Judy's going end of October-end of November. For a 30 day trip in October, Kayak was showing around $1400 out of Miami via I think AF, with not bad layovers.


----------



## sjuhawk_jd (Dec 8, 2009)

Twinkstarr said:


> Judy's going end of October-end of November. For a 30 day trip in October, Kayak was showing around $1400 out of Miami via I think AF, with not bad layovers.



Miami not being a big hub for any major airline that flies to India, airfare will be higher that if flying out of Houston, Newark, etc. 

RT (direct flight, non stop) from Newark to New delhi on those dates may be available via continental for around $900. If you can find cheap connection to Newark (from Miami), then this is the way to go. Booking about 6 months in advance is the best time to book. Too early, the fares are higher. Too late, the fares are higher.


----------



## Twinkstarr (Dec 9, 2009)

sjuhawk_jd said:


> Miami not being a big hub for any major airline that flies to India, airfare will be higher that if flying out of Houston, Newark, etc.
> 
> RT (direct flight, non stop) from Newark to New delhi on those dates may be available via continental for around $900. If you can find cheap connection to Newark (from Miami), then this is the way to go. Booking about 6 months in advance is the best time to book. Too early, the fares are higher. Too late, the fares are higher.



I think the OP was looking to fly out of Melbourne, FL, her home airport. 
(I can imagine that would be like me looking for good prices or use of FF out of Toledo, OH  ).


----------



## x3 skier (Dec 9, 2009)

If you want to do some more exploring, you could get FF tickets to London (or somewhere else in Europe) and continue to India via a low cost travel agent like http://www.lowcostholidays.com/ . Lots of Brits use this agency which has some really cheap arrangements. 

Cheers


----------



## dive-in (Dec 9, 2009)

Many airlines are replacing larger jets, 737's and MD80's, with regional jets.  That means the number of available FF seats between a regional airport and the hub goes down dramatically.  

I checked the MLB airport website and it looks like Delta is your only option with US Air adding flights in 2010.  Both those airlines are notoriously bad about FF seat availability.  

I second the recommendation about paying to get to Newark or JFK.  I would look into driving the hour to Orlando and trying to get a flight through Newark on Continental.  Looks like you can also do Delta/Air India through JFK or Lufthansa through Frankfurt.  All three options are one connection.  

Good luck.


----------



## Judy (Dec 9, 2009)

Twinkstarr said:


> I think the OP was looking to fly out of Melbourne, FL, her home airport.
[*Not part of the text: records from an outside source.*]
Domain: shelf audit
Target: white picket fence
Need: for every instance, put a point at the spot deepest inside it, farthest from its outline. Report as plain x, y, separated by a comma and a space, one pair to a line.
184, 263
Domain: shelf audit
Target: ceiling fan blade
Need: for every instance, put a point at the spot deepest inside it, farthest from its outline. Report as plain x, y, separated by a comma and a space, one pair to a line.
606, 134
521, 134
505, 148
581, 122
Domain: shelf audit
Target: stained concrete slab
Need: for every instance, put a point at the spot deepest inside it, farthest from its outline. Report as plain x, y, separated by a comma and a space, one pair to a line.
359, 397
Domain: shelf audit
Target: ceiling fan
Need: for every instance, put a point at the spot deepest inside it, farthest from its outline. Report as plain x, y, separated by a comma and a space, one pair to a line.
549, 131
Melbourne would be my first choice for the convenience and savings on car/motel travel costs. Another advantage of MLB should be that Delta flies out of there. Delta is the only airline where we have enough ff miles to pay for business class tickets :hysterical:  

We're not locked into MLB though.  We sometimes drive to Orlando, Miami, or Tampa if the deals from those airports are good enough to offset the inconvenience and extra travel costs. At this point we'd consider any airport in Florida.  

As for booking separately to Newark, JFK, London, etc, the deal would have to be good enough to offset potential logistical nightmares and extra luggage charges. All good suggestions though, I'll look into those possibilities.  Thank you.


----------